Source: Nancy Krieger, “Comment, A Vision of Social Justice as the Foundation of
Public Health: Commemorating 150 Years of the Spirit of 1848,” 88(11) American
Journal of Public Health (November, 1998): 1603.
“Social inequalities (or inequities) in health refer to health disparities, within and between
countries, that are judged to be unfair, unjust, avoidable, and unnecessary (meaning: are
neither inevitable nor un-remediable) and that systemically burden populations rendered
vulnerable by underlying social structures and political, economic, and legal institutions.

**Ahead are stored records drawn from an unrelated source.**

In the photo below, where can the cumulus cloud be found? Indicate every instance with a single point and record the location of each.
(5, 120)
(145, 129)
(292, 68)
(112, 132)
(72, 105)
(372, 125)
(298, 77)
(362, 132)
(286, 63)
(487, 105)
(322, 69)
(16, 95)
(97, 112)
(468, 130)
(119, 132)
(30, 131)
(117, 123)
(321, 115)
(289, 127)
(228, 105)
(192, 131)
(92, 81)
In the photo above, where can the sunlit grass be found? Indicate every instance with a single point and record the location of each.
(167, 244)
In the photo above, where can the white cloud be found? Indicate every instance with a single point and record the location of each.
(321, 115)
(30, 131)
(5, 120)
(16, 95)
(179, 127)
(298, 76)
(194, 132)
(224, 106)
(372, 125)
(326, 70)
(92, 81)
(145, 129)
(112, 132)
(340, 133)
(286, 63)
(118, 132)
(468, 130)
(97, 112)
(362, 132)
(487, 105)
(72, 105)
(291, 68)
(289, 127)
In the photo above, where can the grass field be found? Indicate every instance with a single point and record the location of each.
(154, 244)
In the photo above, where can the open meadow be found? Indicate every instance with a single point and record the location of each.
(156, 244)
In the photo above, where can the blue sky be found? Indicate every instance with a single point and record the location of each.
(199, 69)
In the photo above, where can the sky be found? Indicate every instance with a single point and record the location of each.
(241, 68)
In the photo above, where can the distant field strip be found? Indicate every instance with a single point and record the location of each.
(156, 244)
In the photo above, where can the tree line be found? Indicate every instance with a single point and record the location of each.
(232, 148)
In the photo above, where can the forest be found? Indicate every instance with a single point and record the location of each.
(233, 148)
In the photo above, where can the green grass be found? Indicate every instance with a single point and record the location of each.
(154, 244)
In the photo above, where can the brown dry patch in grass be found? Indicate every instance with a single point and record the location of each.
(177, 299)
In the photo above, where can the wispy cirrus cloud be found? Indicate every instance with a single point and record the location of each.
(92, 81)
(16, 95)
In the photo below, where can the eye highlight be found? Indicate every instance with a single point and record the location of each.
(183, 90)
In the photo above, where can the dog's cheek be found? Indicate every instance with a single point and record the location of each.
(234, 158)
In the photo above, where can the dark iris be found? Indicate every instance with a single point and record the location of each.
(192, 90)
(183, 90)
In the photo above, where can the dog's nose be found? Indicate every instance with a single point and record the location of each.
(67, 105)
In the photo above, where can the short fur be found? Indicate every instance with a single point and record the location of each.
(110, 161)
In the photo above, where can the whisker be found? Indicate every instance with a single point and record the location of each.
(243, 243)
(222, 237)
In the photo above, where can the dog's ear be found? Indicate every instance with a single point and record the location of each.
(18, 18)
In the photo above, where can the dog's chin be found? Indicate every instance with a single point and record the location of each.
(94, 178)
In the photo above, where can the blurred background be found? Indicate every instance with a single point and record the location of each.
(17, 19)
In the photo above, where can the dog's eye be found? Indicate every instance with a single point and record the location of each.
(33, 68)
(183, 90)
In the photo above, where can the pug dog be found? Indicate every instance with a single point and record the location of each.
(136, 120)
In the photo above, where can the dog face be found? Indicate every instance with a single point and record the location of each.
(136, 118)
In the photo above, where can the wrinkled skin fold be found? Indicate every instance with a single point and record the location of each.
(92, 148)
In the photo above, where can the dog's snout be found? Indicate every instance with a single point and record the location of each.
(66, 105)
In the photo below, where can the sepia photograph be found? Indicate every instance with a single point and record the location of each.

As such, social inequalities (or inequities) in health are not synonymous with ‘health
inequalities,’ as this latter term can be interpreted to refer to any difference and not
specifically to unjust disparities. For example, recently proposed measures of ‘health
inequalities’ deliberately quantify distributions of health in populations without reference
to either social groups or social inequalities in health….Promoting equity and
diminishing inequity requires not only a ‘process of continual equalization’ but also a
‘process of abolishing or diminishing privileges.’ Thus pursuing social equity in health
entails reducing excess burden of ill health among groups most harmed by social
inequities in health, thereby minimizing social inequalities in health and improving
average levels overall.”
Source: Nancy Krieger, “A Glossary for Social Epidemiology,” Journal of Epidemiology
and Community Health, 55 (2001): 693.